I grimaced. “Because my father decided the best way to deal with a problem was to get rid of it.”
He blinked. “You’re not saying he tried to kill you—”
“No. But sometimes there are worse things than death.”
And Clayton had certainly been one of those things.
A shudder ran through me. Belle silently filled my glass again and I hastily gulped it down. At this rate, I’d be drunk before dinner was even served.
“So what has any of this got to do with you shutting down my ability to say your names?”

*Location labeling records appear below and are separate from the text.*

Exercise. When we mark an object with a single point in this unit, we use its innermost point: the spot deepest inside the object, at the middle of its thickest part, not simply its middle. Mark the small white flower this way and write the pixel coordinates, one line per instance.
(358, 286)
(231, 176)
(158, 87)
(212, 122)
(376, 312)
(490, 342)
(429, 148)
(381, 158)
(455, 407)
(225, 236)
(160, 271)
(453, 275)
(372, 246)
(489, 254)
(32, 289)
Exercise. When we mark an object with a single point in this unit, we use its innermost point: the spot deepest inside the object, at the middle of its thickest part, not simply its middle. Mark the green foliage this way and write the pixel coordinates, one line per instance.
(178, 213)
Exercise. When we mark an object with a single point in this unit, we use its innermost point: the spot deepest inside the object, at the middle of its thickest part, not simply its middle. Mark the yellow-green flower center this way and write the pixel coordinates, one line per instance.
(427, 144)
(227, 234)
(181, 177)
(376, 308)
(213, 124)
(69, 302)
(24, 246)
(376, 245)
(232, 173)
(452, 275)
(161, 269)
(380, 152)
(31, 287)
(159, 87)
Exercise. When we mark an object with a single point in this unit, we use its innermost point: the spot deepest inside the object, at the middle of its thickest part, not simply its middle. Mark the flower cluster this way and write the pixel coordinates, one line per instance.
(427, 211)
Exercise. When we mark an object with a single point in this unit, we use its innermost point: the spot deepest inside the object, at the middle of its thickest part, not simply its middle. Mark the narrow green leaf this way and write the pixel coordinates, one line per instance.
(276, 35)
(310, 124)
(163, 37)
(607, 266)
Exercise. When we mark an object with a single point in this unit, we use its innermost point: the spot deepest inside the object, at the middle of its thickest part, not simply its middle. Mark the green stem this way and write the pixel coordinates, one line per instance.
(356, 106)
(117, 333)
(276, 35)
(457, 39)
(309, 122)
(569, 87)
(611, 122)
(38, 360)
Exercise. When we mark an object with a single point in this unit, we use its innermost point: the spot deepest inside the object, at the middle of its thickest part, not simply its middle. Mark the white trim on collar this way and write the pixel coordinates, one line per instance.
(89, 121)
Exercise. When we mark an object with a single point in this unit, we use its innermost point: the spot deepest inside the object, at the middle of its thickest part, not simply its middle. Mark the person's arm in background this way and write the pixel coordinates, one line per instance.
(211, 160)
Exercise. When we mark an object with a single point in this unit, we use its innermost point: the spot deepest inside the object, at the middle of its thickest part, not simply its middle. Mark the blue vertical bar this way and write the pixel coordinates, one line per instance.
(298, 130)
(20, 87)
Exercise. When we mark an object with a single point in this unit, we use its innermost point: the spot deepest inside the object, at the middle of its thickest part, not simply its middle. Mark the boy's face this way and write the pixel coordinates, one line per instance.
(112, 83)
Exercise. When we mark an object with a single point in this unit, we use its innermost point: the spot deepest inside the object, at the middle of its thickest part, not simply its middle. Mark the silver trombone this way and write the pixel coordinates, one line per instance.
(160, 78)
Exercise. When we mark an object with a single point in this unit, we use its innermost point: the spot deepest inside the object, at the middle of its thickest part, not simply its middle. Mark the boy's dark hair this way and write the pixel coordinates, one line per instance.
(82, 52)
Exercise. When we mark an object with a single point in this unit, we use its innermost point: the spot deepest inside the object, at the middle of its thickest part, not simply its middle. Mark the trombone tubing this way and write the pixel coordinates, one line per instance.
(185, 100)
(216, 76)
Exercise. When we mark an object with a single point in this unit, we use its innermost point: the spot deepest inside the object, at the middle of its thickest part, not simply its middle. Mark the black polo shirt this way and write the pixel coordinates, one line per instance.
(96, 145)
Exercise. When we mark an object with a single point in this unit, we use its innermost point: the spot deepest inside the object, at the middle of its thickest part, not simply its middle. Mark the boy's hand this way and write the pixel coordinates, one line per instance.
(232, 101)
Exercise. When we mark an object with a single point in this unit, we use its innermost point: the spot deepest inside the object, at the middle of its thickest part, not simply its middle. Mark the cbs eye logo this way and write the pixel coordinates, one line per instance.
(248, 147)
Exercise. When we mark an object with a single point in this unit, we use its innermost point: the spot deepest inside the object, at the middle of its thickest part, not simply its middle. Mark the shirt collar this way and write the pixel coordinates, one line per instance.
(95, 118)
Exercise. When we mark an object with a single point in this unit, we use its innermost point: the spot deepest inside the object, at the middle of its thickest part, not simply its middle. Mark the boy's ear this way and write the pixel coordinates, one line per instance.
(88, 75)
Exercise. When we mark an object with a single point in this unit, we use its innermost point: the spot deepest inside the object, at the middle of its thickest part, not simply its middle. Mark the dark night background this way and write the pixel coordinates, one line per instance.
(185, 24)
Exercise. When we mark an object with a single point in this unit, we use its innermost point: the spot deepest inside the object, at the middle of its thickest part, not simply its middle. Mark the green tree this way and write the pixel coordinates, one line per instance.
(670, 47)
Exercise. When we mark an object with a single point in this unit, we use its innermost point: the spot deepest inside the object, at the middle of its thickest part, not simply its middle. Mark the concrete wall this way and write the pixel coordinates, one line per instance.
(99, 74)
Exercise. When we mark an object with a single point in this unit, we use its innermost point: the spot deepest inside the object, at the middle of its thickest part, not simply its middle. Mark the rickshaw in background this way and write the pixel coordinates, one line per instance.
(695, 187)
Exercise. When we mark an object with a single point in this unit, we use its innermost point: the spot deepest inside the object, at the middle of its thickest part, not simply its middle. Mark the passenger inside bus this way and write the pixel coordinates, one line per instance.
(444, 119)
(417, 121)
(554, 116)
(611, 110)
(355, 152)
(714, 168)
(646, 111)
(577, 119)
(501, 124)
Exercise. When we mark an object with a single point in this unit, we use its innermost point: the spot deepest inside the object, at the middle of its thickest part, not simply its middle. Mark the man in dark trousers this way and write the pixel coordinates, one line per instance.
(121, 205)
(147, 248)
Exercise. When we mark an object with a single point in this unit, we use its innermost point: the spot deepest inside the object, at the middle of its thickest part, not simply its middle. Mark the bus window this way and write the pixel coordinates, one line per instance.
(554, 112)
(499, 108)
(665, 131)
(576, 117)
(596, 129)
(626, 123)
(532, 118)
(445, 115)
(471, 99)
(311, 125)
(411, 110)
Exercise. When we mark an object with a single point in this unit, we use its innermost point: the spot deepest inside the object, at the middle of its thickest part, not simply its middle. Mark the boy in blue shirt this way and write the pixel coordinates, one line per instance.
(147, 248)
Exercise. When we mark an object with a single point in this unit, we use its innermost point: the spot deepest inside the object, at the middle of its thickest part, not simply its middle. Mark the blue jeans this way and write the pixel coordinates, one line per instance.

“You can say our real surnames,” Belle said. “Just not when you’re in the company of anyone else but us.”
He didn’t look relieved by this statement. “Why the restriction?”
“Because we legally changed our surnames to Grace and Kent to ensure my parents could never track either of us down.”
“If they’d wanted to find you, they would have by now.” His voice was dry. “Tracing spells are very proficient at such things.”
“Yes, but there are also spells to counter them.”
“Which you don’t have the magical strength to perform.” He studied the two of us for a second. “Or, at least, you didn’t back then.”
“But I did have a large inheritance from my grandfather. It’s amazing what money can buy if you apply it in the right areas.”
“Which you—as a sixteen-year-old—should not have known.”
“The three low witch houses are not as finicky in their friends as the three blueblood,” Belle murmured. “And sometimes that very much plays to their advantage.”
“Is that why your mother was taken into custody and questioned?” Monty asked.
Belle leaned forward at that, her expression alarmed. “Did they harm her?”
“Not as far as I heard—and I heard quite a lot given I was still my father’s shining light at that stage.” He hesitated. “They would have spelled her to speak what she knew, though.”
“Which wouldn’t have revealed anything,” I said. “She might have been the one who advised us to run, but we never told her our plans or what we intended.”